Today’s Question: If things like virtual copies are not preserved when you select “automatically write changes into XMP,” [in Catalog Setting for Lightroom Classic] what do you do to preserve them?

Tim’s Quick Answer: To preserve virtual copies in Lightroom Classic you can either ensure that your catalog remains safe, or export copies of the virtual copies to create new files reflecting the changes applied to virtual copies.

More Detail: I recommend turning on the “Automatically Write Changes into XMP” checkbox on the Metadata tab of the Catalog Settings dialog in Lightroom Classic so that standard metadata updates are preserved along with the source image file in addition to being saved in the catalog. However, this does not preserve some of the features that are specific to Lightroom Classic, such as virtual copies.
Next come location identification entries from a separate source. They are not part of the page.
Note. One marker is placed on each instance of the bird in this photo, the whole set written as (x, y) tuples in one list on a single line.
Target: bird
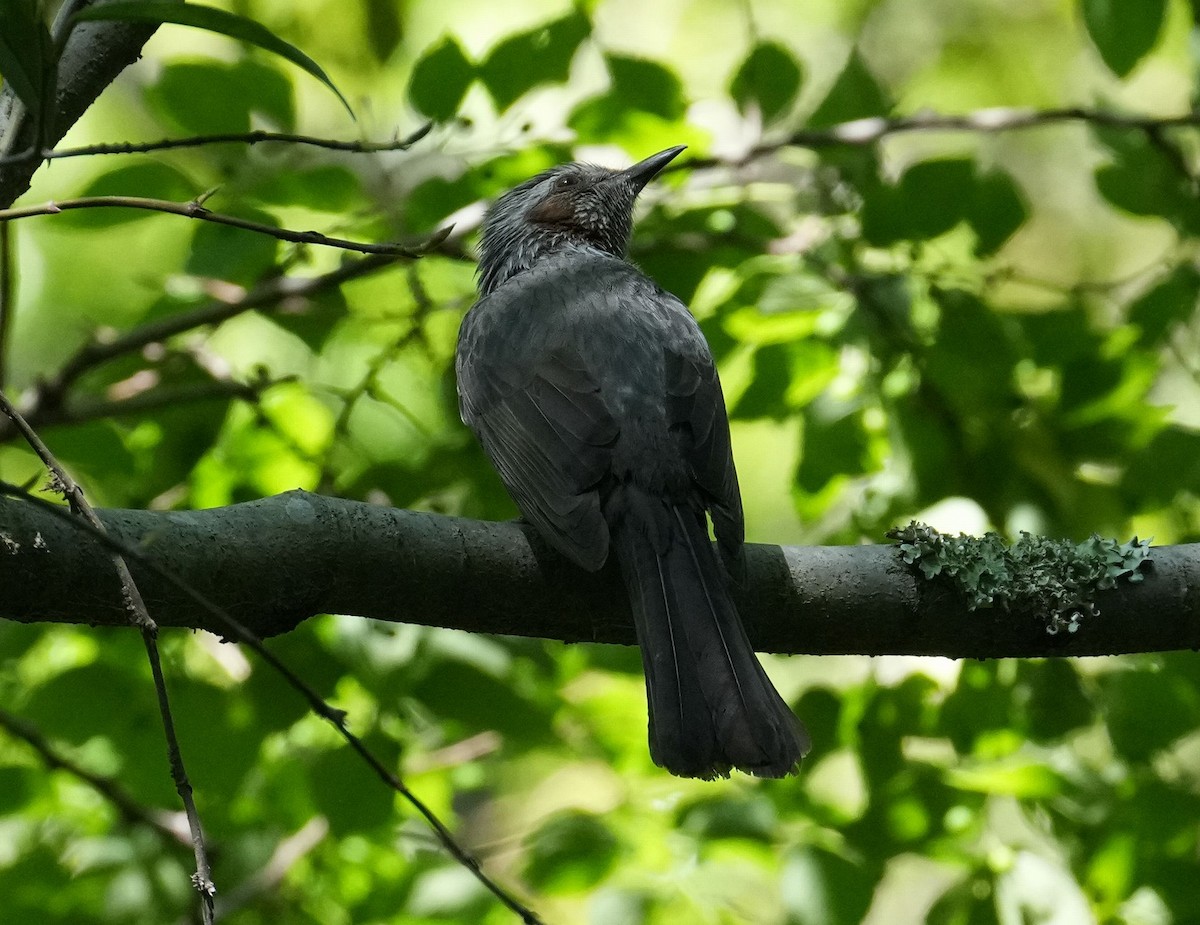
[(597, 398)]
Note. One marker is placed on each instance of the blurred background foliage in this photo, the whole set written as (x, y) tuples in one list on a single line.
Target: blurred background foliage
[(978, 329)]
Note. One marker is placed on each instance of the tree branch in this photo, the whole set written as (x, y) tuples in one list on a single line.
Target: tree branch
[(873, 130), (94, 55), (275, 562), (195, 209), (162, 822)]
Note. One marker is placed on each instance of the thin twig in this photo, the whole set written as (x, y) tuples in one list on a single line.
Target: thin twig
[(195, 209), (96, 353), (107, 787), (201, 140), (141, 618), (331, 714), (867, 132), (141, 403), (267, 880)]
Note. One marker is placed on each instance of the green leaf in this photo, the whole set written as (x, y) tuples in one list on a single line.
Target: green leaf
[(645, 98), (385, 28), (233, 253), (441, 79), (1123, 31), (856, 94), (832, 448), (646, 85), (570, 852), (1169, 304), (1147, 709), (541, 55), (213, 20), (149, 179), (209, 97), (24, 52), (929, 200), (768, 78), (996, 210), (772, 376)]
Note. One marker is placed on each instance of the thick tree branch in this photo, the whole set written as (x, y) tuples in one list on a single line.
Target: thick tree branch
[(276, 562)]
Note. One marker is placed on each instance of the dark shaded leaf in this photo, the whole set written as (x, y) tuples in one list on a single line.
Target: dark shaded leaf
[(1055, 701), (213, 20), (1147, 709), (541, 55), (208, 97), (570, 852), (25, 55), (385, 28), (822, 888), (1169, 304), (347, 793), (832, 448), (929, 200), (772, 376), (441, 79), (1123, 31), (769, 77), (995, 210), (1167, 466), (1143, 179), (232, 253), (646, 85)]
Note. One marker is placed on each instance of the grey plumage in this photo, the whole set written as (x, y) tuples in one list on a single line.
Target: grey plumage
[(595, 396)]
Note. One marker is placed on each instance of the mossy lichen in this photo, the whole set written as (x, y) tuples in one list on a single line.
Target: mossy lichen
[(1056, 580)]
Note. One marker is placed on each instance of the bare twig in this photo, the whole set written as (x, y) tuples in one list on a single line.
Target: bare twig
[(141, 618), (867, 132), (141, 403), (335, 716), (6, 296), (195, 209), (202, 140), (96, 353), (107, 787)]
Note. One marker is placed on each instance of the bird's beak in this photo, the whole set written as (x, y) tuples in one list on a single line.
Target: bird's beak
[(641, 173)]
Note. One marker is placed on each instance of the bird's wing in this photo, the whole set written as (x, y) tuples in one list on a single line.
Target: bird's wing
[(696, 409), (550, 437)]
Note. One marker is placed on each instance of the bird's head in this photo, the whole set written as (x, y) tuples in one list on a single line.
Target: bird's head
[(580, 204)]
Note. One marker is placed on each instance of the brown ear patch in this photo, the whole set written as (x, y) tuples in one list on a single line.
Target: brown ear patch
[(553, 210)]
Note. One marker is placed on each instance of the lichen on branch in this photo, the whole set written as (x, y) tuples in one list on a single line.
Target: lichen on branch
[(1055, 580)]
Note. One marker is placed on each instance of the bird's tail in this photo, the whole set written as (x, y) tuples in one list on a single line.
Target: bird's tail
[(712, 706)]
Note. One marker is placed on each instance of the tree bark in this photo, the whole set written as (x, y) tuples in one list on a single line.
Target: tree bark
[(276, 562)]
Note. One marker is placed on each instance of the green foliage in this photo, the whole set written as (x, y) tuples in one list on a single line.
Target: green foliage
[(213, 20), (441, 79), (1123, 32), (976, 330), (769, 78), (27, 59), (1055, 580), (543, 55)]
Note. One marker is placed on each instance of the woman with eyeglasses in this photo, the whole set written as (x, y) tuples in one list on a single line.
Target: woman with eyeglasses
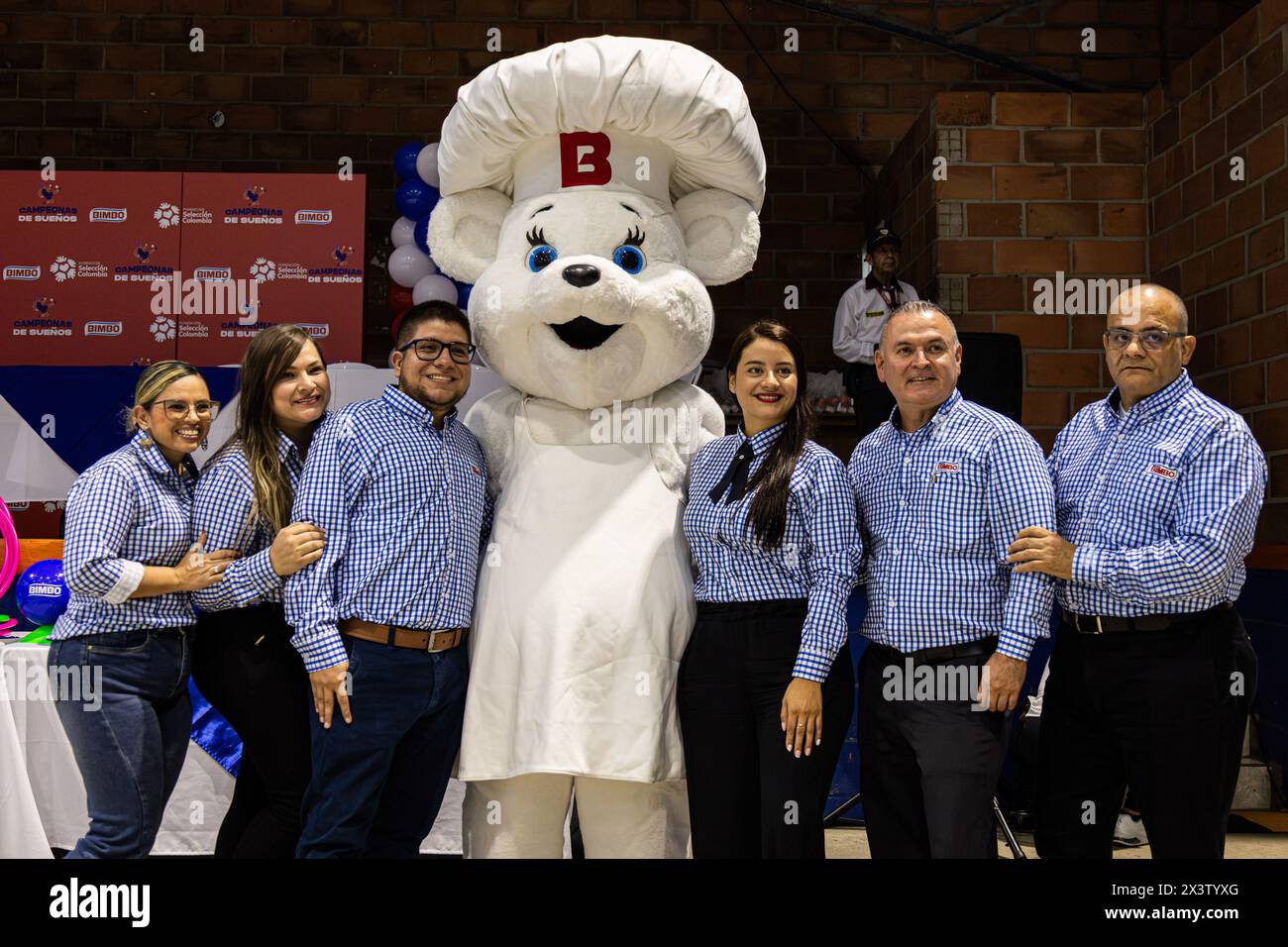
[(244, 663), (767, 689), (120, 654)]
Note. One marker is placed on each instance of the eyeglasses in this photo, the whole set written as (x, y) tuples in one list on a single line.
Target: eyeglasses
[(178, 410), (1151, 339), (429, 350)]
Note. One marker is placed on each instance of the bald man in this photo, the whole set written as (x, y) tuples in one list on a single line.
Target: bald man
[(1157, 488)]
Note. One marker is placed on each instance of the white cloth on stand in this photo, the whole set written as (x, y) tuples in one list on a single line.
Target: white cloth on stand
[(43, 793)]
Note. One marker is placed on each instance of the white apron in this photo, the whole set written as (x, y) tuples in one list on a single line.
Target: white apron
[(585, 604)]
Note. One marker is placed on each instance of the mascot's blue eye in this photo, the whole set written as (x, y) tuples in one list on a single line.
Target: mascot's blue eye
[(541, 257), (629, 258)]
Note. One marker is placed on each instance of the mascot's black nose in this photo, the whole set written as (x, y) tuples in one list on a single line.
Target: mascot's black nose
[(581, 274)]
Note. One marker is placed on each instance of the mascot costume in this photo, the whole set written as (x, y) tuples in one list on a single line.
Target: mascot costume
[(590, 191)]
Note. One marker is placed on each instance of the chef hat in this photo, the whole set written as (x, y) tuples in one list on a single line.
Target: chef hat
[(587, 112)]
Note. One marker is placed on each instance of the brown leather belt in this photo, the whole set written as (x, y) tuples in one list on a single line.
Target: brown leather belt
[(441, 639), (1100, 624)]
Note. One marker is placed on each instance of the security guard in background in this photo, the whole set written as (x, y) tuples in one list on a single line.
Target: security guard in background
[(1157, 492), (859, 317)]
To preserve virtual copies, you can of course just make sure your catalog remains safe, since virtual copy information is only stored within the catalog. That means backing up the catalog regularly as a basic starting point. I also highly recommend using the built-in catalog backup feature in Lightroom Classic with the “Test integrity before backing up” checkbox turned on when you perform the backup. This will help ensure that any problems with the catalog are detected and repaired before they become a serious issue.

In addition, you could create additional copies of the virtual copy, so you have a file representing the virtual copy saved beyond the catalog. For example, you could export the virtual copy using the “Original” option selected for Image Format. In the case of a raw capture this would create a copy of the original raw capture along with an XMP sidecar file representing the metadata from Lightroom Classic, which would include the adjustment settings from the Develop module. You could also choose the “Same folder as original photo” option for the Export To popup, and turn on the “Add to This Catalog” checkbox so the additional raw capture representing a different interpretation of the image is preserved alongside the original capture both as an additional file on the hard drive and in the Lightroom Classic catalog.

You could also export a copy of the virtual copy to another format, such as exporting as a TIFF image that would include all the adjustments as part of the new derivative file created as part of this process. You could also use the options to export that copy to the same folder as the original and add the derivative copy to the catalog so it would be alongside the original capture as an additional version.

The point is that by either protecting the Lightroom Classic catalog so you will have long-term access to the virtual copy, or by creating an additional file based on the virtual copy, you can help ensure that you always have access to virtual copies in addition to original images.